Young Foundation more proactive with strategic plan

Sara Hemingway, executive director of The Marilyn and William Young Charitable Foundation.

The Marilyn and William Young Charitable Foundation has been quietly working behind the scenes for two decades.

But as the organization celebrates its 20th anniversary, it is becoming more proactive and more visible with a new board, new website and expanded strategic plan.

"We've been very under the radar," Sara Hemingway, the foundation's executive director, said Monday. "Marilyn and Bill were very quiet. They liked to make their donations anonymously. But we're going to start doing things different. We're going to start spotlighting our grantees."

"We've always been quiet," Joe Overby, foundation president, agreed. "But we're starting to come out and let people know who we are. In the past, we've reacted to needs. Now, we want to be more proactive."

When a tornado ripped through Owensboro in January 2000, the foundation donated $25,000 to recovery efforts.

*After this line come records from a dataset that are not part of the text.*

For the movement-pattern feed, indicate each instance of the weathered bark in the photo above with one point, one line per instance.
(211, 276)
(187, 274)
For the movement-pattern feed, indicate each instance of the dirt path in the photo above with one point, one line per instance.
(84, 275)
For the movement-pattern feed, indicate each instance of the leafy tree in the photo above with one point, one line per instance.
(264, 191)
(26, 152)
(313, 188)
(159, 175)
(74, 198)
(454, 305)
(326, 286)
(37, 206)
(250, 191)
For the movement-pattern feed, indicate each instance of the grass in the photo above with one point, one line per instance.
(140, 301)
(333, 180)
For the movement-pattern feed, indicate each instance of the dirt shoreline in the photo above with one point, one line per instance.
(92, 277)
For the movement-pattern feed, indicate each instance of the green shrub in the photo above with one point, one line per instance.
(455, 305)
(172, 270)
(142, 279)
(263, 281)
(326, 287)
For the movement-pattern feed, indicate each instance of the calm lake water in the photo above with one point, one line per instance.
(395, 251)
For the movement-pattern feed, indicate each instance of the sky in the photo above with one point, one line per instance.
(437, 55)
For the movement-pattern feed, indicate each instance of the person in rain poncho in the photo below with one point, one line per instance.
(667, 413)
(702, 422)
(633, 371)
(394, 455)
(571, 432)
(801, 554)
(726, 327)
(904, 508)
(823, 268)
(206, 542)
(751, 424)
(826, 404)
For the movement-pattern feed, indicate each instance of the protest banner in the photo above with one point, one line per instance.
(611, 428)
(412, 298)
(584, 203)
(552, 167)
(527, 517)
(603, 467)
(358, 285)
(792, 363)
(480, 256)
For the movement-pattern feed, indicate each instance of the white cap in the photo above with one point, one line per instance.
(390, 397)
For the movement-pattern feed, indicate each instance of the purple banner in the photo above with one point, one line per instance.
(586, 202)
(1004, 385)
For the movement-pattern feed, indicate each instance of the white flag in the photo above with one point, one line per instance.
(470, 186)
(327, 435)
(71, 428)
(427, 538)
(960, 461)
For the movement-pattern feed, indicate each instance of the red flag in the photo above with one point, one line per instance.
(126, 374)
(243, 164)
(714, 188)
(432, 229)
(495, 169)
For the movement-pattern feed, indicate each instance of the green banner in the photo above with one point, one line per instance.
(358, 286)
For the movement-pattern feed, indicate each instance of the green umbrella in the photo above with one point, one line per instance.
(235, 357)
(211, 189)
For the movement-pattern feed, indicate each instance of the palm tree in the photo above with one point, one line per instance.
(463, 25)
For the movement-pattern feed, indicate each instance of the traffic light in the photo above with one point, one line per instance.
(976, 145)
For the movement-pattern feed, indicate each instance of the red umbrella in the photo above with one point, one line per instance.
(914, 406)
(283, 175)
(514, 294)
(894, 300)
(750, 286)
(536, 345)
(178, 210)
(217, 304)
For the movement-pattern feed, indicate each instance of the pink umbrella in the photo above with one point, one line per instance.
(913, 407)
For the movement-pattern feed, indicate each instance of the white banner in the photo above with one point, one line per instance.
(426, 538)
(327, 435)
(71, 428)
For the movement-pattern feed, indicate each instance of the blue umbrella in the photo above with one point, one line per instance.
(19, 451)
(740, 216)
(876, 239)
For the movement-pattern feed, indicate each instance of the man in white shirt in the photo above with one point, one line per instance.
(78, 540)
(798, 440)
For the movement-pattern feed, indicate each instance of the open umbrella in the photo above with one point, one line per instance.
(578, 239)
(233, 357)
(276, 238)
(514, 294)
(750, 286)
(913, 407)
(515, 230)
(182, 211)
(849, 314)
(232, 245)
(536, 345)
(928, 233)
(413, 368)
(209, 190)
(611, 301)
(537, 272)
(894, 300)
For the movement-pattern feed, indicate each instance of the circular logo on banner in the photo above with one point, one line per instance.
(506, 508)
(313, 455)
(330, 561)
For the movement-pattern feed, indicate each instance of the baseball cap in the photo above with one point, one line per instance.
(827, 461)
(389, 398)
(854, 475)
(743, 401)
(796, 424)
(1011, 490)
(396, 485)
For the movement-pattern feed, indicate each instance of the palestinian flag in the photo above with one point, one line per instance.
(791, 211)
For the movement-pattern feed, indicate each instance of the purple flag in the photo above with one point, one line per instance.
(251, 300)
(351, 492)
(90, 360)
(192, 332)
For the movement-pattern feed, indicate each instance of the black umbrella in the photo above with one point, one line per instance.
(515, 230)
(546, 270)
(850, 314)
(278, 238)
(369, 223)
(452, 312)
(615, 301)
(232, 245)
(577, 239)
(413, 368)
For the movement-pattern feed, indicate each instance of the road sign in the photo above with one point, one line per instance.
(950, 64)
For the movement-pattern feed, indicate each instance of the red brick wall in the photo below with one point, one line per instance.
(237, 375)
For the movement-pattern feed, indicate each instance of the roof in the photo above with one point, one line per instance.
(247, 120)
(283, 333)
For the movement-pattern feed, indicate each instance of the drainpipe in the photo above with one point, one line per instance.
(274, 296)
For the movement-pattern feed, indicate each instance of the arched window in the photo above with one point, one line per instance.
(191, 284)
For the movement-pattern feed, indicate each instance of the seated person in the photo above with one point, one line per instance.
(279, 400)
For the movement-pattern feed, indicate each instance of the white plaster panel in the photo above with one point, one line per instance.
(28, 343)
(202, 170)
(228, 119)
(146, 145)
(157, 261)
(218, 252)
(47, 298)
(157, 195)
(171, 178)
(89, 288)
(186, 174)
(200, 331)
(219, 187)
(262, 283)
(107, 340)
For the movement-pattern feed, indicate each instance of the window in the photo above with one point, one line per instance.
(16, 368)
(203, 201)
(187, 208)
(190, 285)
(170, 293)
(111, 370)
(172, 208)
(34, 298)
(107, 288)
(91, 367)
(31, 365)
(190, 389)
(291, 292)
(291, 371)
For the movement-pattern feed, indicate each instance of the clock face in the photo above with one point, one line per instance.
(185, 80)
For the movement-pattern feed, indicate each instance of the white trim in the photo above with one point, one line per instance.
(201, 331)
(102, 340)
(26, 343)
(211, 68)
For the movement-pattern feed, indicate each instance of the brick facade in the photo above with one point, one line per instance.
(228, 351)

Other grants included buying rings for the class of 2001 at the old Beacon High School and a $275,000 grant for a new roof on the RiverPark Center in 2007.

Hemingway said community grants will still be awarded, but the foundation is focusing on leadership succession planning, sustainable arts experiences and family support services.

Overby said the board wants to find ways for new leadership to emerge in the community as the baby boomers in current positions begin to retire.

"Arts have been a part of our mission for a long time," he said.

And, Overby said, the foundation wants to find grants that will help low-income families.

He said school officials say they're seeing more depressed children these days and there aren't government funds to help with such programs.

The Young family is no longer involved with the foundation, Overby said.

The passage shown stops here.